Does jogging usually make your legs grow muscles?

Jogging is a national sport and is also a part of daily life. With the increasing pressure at work, the human body can be well relaxed by jogging. There are many ways to run, such as jogging and sprinting. The exercise is combined with the physical training of modern people, which can well help the body's metabolic cycle and reduce the side effects of jogging. Let me introduce to you the benefits of jogging to grow muscles on the legs.

The running posture and time are also very important. The posture is very important because the running posture can determine the part of the muscles that are exercised. If the running posture is incorrect, it will not only cause damage to the body but also affect the beauty of the muscle lines.

The scientific jogging habit is to land with the back of the foot first, which reduces the impact on the knee. After landing, the thigh exerts force to drive the calf to swing backward, while the buttocks are contracted. The waist keeps balance, and the abdomen swings left and right to drive the upper limbs. Due to the swinging of the waist and abdomen, the arms will also swing back and forth for balance. This exercises the shoulders, chest, back muscles, upper arms and forearms of the upper limbs.

In this way, a correct running method can exercise the muscles of the whole body. Since it exercises the muscles of the whole body, it can also burn the fat of the whole body and ultimately play a role in weight loss.

The time for jogging should be moderate:

Timing is also very important, because during aerobic exercise, the body needs calories to maintain the amount of exercise at that time. At the beginning, the body uses glycogen, or the sugar in the body and the fatty acids in the muscles to provide nutrients and energy.

Generally speaking, the sugar and fatty acids in the muscles have been consumed within 20 minutes.

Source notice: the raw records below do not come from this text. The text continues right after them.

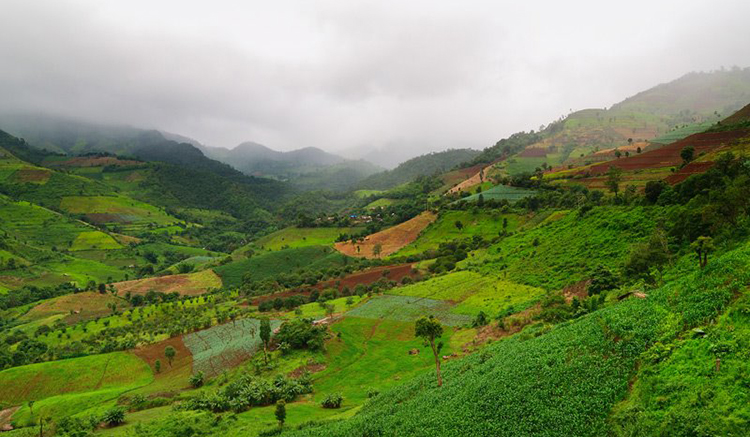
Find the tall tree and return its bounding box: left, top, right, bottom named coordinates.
left=260, top=317, right=271, bottom=364
left=415, top=316, right=443, bottom=387
left=607, top=165, right=622, bottom=197
left=164, top=346, right=177, bottom=367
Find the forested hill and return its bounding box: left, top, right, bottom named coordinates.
left=358, top=149, right=480, bottom=190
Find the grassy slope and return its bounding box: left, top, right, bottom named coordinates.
left=214, top=246, right=346, bottom=288
left=290, top=240, right=750, bottom=436
left=476, top=207, right=662, bottom=289
left=395, top=211, right=522, bottom=256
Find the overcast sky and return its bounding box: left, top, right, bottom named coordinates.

If you continue running, the body will burn fat to provide energy to complete the rest of the exercise.

So whether it is running or other aerobic exercises, it usually takes about 40 minutes to have the effect of reducing fat.

Overall, a 20-minute warm-up consumes fatty acids and glycogen. The remaining 20 minutes are used to burn fat. Don't be in a hurry in the early stages of losing weight, because forcing yourself to run right away is not a good method, because your muscles don't have enough strength to maintain the amount of exercise at that time, so it is anaerobic exercise at that time, and it is easy to get injured.

It is recommended that people who have just started exercising take a 2-week physical and cardiopulmonary recovery period. Do not force yourself or do it reluctantly. The best intensity is that which suits your physical condition.

To sum up: the running posture must be correct, and the exercise must be at least 40 minutes to have the effect of reducing fat.

Jogging is a sport that can be used for both exercise and health preservation. It not only relieves the high stress of modern people, but also solves our common insomnia, high blood pressure, cardiovascular and cerebrovascular diseases. Jogging is indeed a good sport.